If you use UBER and you learn from your iPhone that your car is allegedly there, BUT you cannot identify it on a crowded street and you phone the driver and ask where he/she is and the answer is “I’M HERE”, if you are like me, you go nuts.
When and if I find the car, I go into a tirade with the driver about that answer and try to explain that ‘here’ tells a passenger NOTHING!
One out of many drivers said “By gosh, you are right. Thanks, I will not say that ever again.” Dozens and dozens argue that it is my problem and IF I cannot find them, they will happily collect their $5 cancelation fee and get on with their day.
To be fair Uber mostly drops the cancelation fee when I complain.
I see this ‘little’ annoyance as a macro example of our current world’s biggest problem.
The ‘guy’ behind the Uber wheel is ‘in the driver’s seat’ and in his/her head the center of his/her world is right HERE [wherever that might be] and he/she can not understand how/why the passenger cannot see that bright light???

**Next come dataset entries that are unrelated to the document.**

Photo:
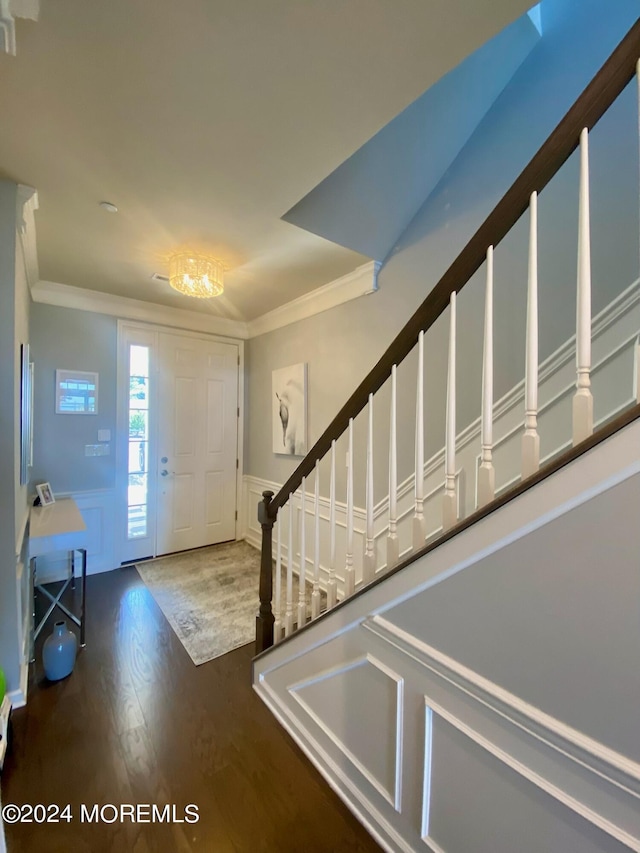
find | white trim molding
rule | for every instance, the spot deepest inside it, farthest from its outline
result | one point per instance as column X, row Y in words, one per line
column 9, row 11
column 27, row 205
column 361, row 282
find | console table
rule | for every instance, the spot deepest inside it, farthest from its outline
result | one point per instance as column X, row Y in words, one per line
column 57, row 527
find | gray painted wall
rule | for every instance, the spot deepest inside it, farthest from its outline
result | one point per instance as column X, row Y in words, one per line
column 502, row 670
column 80, row 340
column 342, row 344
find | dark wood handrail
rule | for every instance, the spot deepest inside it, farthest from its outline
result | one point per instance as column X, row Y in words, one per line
column 596, row 99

I have suggested to some of those drivers that they practice thinking like a passenger and they are likely to get along better with everyone, if they succeed. And, in fact, several drivers remember that when they were occasionally passengers, they had similar experiences—BUT when the get behind the wheel they immediately forget and switch gears back.

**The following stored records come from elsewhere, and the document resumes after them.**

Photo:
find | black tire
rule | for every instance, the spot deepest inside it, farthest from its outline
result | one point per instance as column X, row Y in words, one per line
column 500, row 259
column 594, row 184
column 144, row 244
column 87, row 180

What does this illuminate and illustrate about the larger world?
That there are about 7 billion souls on earth and every one of them is first and foremost ME.
Perhaps there are 700,000 of those souls who think much about all the others.
Accordingly, WE are the problem. If we do not think or care much about other people, why/how can we think/expect they will/should care much about us.
Some degree of selfishness is essential –even good—in making the world go around. Too much and the world runs the risk of grinding to a halt.
We elected in 2016 perhaps the most selfish person ever to be President.
Perhaps that by itself is pushing us to the brink of a narcissistic national collapse?